The Clipper: a cantankerous beast that hunts down smaller robots and critters. It first impales them with its hook arm, and then snips off useful bits with its clipper arm or jaws that it can add to its armor plating or make repairs with.
It's slow moving, so it typically waits to ambush its prey and is very crafty and cunning. To make up for its slow speed, it has heavy armor plates and is extremely strong. It's still seeking more armor bits to protect its heart and power supply.
This is a contest submission for the movie 9 on Deviantart.

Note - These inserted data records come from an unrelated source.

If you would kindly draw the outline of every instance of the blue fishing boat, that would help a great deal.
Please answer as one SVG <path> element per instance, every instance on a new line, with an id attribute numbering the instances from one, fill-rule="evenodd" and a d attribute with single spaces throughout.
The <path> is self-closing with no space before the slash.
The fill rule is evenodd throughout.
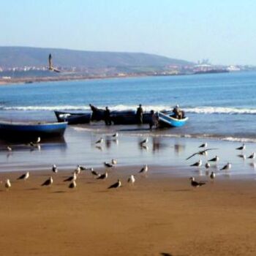
<path id="1" fill-rule="evenodd" d="M 158 113 L 159 124 L 162 127 L 180 127 L 184 126 L 187 120 L 188 117 L 184 117 L 181 119 L 178 119 L 173 117 L 173 112 L 171 113 Z"/>
<path id="2" fill-rule="evenodd" d="M 31 138 L 63 136 L 67 122 L 62 123 L 22 123 L 0 121 L 0 136 L 2 138 Z"/>

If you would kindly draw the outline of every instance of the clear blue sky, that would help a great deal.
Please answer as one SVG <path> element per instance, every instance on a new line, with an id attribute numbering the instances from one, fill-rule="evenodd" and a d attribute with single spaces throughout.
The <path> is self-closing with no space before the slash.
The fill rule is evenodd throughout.
<path id="1" fill-rule="evenodd" d="M 0 45 L 256 64 L 255 0 L 1 0 Z"/>

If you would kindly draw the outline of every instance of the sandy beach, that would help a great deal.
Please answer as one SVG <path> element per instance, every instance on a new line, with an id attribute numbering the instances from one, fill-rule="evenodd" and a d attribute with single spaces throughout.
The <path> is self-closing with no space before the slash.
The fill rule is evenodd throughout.
<path id="1" fill-rule="evenodd" d="M 207 181 L 199 188 L 187 178 L 157 173 L 127 183 L 136 167 L 116 167 L 98 181 L 88 171 L 75 189 L 59 171 L 1 173 L 3 255 L 255 255 L 255 180 Z M 101 172 L 103 170 L 99 170 Z M 122 187 L 107 189 L 121 178 Z"/>

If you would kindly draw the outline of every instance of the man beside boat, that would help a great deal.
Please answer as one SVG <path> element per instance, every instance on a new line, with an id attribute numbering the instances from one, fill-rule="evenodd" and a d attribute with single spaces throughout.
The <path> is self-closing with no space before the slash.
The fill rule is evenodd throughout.
<path id="1" fill-rule="evenodd" d="M 136 118 L 138 124 L 142 124 L 143 123 L 143 109 L 142 108 L 141 104 L 137 108 Z"/>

Down to the last minute, my buddy Jim and I burned the midnight oil and finished this up at 11:40 PM last night in a frenzied rush of grinding, cutting, riveting, twisting, blood, sweat, and... well, no tears, I don't think either of us cried while making this. We're still definitely nursing more than a few nicks, scrapes, and scratches from working with all of that metal though.

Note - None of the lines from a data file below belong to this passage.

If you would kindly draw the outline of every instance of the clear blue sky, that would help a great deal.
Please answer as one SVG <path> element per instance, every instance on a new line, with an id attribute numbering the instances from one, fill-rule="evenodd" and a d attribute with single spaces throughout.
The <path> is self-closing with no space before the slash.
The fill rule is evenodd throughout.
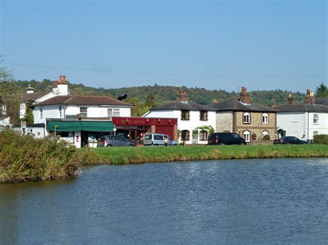
<path id="1" fill-rule="evenodd" d="M 0 48 L 17 79 L 305 92 L 327 84 L 327 3 L 2 0 Z"/>

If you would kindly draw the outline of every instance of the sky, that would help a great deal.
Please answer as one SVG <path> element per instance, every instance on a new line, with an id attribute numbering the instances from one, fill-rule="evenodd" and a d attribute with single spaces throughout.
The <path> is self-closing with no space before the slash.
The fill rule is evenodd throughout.
<path id="1" fill-rule="evenodd" d="M 326 1 L 0 0 L 17 79 L 305 92 L 327 84 Z"/>

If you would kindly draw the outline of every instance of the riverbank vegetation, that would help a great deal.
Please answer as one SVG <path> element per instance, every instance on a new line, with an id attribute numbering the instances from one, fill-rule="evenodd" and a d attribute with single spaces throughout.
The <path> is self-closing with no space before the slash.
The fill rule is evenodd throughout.
<path id="1" fill-rule="evenodd" d="M 110 164 L 189 160 L 328 157 L 328 146 L 325 145 L 112 147 L 89 150 L 93 157 L 93 159 L 89 159 L 89 163 L 95 161 L 96 163 L 103 162 Z"/>
<path id="2" fill-rule="evenodd" d="M 68 177 L 90 164 L 93 153 L 67 148 L 55 139 L 34 139 L 7 130 L 0 133 L 0 183 Z M 95 160 L 92 163 L 95 163 Z"/>

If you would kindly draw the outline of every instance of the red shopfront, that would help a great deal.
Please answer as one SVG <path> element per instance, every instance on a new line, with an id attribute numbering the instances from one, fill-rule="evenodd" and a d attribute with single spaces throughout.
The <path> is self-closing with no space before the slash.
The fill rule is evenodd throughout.
<path id="1" fill-rule="evenodd" d="M 176 118 L 118 117 L 111 118 L 116 128 L 116 135 L 134 140 L 135 144 L 143 144 L 147 133 L 165 134 L 176 141 L 178 139 L 178 119 Z"/>

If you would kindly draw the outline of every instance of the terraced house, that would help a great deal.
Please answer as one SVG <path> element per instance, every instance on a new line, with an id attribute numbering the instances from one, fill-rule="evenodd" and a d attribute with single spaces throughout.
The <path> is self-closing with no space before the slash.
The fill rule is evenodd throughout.
<path id="1" fill-rule="evenodd" d="M 226 99 L 210 106 L 216 110 L 215 132 L 238 133 L 246 142 L 260 140 L 265 135 L 276 138 L 277 110 L 253 104 L 246 88 L 238 98 Z"/>

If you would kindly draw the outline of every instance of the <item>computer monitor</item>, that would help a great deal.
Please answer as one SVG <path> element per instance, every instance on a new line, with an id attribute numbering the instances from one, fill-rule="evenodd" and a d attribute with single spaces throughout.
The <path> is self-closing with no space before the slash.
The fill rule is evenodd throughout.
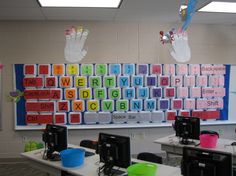
<path id="1" fill-rule="evenodd" d="M 104 163 L 103 172 L 112 175 L 112 167 L 127 168 L 131 164 L 130 138 L 114 134 L 100 133 L 98 139 L 100 162 Z"/>
<path id="2" fill-rule="evenodd" d="M 42 137 L 46 147 L 46 159 L 59 160 L 54 152 L 67 149 L 67 127 L 47 124 Z"/>
<path id="3" fill-rule="evenodd" d="M 194 147 L 183 148 L 183 176 L 232 176 L 232 154 Z"/>
<path id="4" fill-rule="evenodd" d="M 181 137 L 182 144 L 190 144 L 188 139 L 199 140 L 200 136 L 200 119 L 198 117 L 175 116 L 176 136 Z"/>

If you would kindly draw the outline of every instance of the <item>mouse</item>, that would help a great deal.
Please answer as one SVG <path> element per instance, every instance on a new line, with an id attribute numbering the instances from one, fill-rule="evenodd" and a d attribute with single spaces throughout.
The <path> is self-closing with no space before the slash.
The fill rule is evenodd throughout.
<path id="1" fill-rule="evenodd" d="M 236 142 L 232 142 L 231 145 L 232 145 L 232 146 L 236 146 Z"/>

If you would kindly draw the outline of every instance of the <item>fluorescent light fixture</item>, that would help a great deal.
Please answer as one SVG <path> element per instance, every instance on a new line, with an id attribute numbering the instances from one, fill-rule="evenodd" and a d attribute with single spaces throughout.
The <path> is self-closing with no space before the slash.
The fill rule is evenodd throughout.
<path id="1" fill-rule="evenodd" d="M 213 1 L 202 7 L 200 12 L 220 12 L 220 13 L 236 13 L 235 2 L 217 2 Z"/>
<path id="2" fill-rule="evenodd" d="M 38 0 L 42 7 L 118 8 L 121 0 Z"/>

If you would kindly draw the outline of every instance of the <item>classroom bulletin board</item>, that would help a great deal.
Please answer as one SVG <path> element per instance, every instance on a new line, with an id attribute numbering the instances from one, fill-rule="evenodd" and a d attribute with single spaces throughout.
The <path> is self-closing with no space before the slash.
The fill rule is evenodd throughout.
<path id="1" fill-rule="evenodd" d="M 228 121 L 230 65 L 14 64 L 15 129 L 165 125 L 176 115 Z"/>

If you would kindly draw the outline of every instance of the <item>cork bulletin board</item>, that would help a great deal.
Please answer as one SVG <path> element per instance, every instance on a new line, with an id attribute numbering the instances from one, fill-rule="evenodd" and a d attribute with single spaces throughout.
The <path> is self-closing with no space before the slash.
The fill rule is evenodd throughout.
<path id="1" fill-rule="evenodd" d="M 228 121 L 231 65 L 15 64 L 16 129 L 165 126 L 176 115 Z"/>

This was an awesome project though. We procrastinated a bit, of course, so we were sort of scrambling at the last minute, but we managed to get it done without too many compromises.

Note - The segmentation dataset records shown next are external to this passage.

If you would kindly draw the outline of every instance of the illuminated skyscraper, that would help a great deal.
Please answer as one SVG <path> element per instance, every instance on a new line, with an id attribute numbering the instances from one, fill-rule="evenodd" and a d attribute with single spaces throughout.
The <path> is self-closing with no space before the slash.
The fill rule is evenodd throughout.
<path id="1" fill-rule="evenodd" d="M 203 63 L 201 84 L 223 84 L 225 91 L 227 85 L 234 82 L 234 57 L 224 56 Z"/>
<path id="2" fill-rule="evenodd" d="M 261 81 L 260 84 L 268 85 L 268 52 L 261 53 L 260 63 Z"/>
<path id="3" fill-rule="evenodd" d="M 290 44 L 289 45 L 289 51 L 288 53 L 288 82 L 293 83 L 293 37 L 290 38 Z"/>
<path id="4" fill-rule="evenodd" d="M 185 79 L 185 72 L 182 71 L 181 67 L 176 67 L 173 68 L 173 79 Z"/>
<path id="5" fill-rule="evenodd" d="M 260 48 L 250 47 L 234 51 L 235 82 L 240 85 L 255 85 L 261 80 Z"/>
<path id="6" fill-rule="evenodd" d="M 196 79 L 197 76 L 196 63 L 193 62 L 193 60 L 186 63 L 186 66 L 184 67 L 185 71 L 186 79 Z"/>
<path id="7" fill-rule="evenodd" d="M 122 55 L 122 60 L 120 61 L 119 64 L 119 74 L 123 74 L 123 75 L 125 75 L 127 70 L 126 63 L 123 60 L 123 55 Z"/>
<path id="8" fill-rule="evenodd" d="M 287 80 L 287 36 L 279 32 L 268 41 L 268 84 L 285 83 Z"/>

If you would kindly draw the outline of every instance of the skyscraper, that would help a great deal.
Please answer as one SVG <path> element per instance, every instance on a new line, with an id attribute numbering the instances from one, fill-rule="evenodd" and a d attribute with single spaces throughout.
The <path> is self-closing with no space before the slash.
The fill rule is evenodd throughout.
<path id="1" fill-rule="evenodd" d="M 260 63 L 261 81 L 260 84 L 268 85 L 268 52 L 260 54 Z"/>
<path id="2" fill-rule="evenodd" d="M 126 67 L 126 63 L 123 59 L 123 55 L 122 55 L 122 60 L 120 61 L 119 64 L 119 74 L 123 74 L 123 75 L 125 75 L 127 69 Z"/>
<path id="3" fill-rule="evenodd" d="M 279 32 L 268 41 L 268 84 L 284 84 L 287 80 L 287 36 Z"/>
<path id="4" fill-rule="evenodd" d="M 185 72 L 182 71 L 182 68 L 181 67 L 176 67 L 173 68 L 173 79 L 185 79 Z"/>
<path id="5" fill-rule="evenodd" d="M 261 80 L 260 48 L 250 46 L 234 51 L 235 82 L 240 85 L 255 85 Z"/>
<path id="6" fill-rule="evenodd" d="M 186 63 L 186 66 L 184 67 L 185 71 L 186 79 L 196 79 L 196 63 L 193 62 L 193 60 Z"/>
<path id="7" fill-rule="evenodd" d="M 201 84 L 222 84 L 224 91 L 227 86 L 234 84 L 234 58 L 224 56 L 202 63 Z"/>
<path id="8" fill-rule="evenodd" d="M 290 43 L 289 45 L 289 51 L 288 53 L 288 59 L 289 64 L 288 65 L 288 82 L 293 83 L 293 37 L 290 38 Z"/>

Components include the following:
- The guts of a broken wind up clock
- The heating elements of a burned out electric space heater
- an old rusty ice hook
- a pair of rusty hand clippers that had been inexplicably dipped in yellow paint
- the sheet metal from an ancient rusted out tub that looks like it may have been a still for a moonshine operation back in the prohibition days
- worn down snow tire chains
- several armatures from car rear view mirrors
- an old rusty trowel
- Half a dozen old electrical relays
- a bunch of braces and brackets for fixing cabinets that turned into this guy's bones
- Several old rusty horseshoes
- What felt like hundreds of feet of steel wire, and hundreds of nuts, bolts, rivets, washers, and wingnuts
I'm absolutely certain there are more random weird parts in there, but that's all I can think of off the top of my head.
I was hoping we could get a more dynamic look, but once he started pushing thirty+ pounds we were more concerned with keeping him upright and sturdy than getting a slick action pose.
We'd like to thank the guys at The Junk Shop for letting us rummage through their piles old rusty contraptions and take a bunch of parts for twenty five bucks.
We'd also like to thank the Sadie Mae Foundation for giving us first dibs on all of the good old junk and tools from their fund raising tag sale.
Well, that's all for now, I've already typed up too much here. We'll find out if we placed in the contest on the 30th.